Azure SQL Blog

8 MIN READ

How-to improve data loading performance on SQL Managed Instance with General Purpose service tier

Microsoft

Jan 18, 2022

In this blog post we shall consider some of the strategies for improving data loading performance in Azure SQL Managed Instance. These strategies apply to the repeatable ETL processes, meaning that if there a problem, data loading process can be repeated without loss of any bit of data or its consistency.

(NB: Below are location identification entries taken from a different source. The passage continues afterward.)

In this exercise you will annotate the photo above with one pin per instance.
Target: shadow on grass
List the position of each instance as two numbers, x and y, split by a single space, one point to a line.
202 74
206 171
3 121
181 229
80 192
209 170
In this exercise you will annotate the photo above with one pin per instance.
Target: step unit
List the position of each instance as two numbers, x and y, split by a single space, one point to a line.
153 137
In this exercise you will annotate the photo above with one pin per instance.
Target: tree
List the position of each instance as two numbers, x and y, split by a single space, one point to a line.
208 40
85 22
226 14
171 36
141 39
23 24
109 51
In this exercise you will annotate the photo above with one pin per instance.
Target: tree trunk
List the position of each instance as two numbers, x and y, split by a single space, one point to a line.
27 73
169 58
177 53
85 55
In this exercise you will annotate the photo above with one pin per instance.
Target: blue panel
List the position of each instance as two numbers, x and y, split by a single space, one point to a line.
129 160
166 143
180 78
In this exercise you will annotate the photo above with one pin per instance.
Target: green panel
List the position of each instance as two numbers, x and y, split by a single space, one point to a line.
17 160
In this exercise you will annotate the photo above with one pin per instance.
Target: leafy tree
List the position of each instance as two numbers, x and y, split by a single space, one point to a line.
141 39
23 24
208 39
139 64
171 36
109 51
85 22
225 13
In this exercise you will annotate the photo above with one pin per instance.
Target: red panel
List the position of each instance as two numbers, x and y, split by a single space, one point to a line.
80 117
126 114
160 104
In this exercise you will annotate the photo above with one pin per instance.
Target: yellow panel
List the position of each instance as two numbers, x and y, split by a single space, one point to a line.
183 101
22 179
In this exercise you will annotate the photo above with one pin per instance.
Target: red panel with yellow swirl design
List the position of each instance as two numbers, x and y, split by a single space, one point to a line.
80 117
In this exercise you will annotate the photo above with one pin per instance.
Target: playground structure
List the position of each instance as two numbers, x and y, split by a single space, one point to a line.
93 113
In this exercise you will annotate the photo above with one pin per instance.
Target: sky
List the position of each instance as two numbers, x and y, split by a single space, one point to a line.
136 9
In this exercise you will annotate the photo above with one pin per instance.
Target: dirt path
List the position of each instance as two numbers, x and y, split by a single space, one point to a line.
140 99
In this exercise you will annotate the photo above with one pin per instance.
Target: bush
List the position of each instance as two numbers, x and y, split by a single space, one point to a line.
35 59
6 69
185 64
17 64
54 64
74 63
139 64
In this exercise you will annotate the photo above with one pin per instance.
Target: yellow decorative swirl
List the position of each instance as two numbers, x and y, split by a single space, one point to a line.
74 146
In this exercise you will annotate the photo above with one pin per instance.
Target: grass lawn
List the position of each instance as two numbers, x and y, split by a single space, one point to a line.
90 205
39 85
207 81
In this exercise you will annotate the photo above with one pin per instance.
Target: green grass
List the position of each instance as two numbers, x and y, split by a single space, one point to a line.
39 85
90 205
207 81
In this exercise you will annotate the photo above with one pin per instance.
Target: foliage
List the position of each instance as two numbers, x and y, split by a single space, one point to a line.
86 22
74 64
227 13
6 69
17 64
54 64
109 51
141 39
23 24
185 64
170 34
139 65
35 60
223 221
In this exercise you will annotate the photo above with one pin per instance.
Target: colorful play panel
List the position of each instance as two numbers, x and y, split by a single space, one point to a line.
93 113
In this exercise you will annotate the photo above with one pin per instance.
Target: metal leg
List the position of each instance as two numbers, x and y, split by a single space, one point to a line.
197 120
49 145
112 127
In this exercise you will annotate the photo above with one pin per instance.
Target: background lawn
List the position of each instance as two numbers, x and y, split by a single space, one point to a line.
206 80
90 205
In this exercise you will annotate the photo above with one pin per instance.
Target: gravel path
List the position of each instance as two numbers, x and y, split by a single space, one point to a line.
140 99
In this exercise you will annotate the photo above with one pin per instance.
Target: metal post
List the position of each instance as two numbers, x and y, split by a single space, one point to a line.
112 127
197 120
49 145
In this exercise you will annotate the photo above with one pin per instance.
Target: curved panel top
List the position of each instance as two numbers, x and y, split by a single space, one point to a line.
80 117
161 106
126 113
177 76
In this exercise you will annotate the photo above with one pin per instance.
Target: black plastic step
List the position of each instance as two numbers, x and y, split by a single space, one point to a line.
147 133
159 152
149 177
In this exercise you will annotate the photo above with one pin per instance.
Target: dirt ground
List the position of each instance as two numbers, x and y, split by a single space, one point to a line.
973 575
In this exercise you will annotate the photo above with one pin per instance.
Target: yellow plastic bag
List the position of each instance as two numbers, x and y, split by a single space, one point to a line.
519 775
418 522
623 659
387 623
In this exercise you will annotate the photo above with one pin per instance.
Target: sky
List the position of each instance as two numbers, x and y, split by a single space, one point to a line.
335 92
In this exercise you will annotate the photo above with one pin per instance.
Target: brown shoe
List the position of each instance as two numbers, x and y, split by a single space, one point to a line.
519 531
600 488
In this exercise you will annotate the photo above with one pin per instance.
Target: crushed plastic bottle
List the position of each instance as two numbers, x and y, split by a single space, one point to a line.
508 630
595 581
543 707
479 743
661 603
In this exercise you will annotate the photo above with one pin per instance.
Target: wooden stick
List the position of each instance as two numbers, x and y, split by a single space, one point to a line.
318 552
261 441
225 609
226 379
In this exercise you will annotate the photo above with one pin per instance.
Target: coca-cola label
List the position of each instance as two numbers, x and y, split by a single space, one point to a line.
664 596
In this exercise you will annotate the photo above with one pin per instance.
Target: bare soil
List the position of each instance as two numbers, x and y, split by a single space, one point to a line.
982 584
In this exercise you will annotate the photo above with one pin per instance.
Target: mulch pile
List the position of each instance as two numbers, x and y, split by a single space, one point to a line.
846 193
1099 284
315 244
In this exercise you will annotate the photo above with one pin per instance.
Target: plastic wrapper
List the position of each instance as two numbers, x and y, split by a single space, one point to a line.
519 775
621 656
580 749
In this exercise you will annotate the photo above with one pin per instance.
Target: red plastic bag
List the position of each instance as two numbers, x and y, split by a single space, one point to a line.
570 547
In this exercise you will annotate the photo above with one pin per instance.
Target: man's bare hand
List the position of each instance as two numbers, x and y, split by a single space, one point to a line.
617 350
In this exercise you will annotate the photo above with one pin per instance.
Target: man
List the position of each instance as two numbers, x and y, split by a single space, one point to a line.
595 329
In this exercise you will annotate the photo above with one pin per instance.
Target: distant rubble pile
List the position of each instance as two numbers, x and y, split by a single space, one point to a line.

Of course, these strategies do require a prepared design for the possibility of the repetition, but this is a basic requirement for any data loading process.

There are many great ways of ensuring high performance data loading and this blog post does not pretend to be exhaustive an ultimate resource, but it will provide a couple of known paths that can drastically improve the performance of the Log Throughput in Azure SQL MI.

If you are interested in other posts on how-to discover different aspects of SQL MI - please visit the http://aka.ms/sqlmi-howto, which serves as a place holder for the series.

Test Setup

For the test case I have created a SQL MI with General Purpose service tier, 4 CPU vCores and 2 TB of reserved space.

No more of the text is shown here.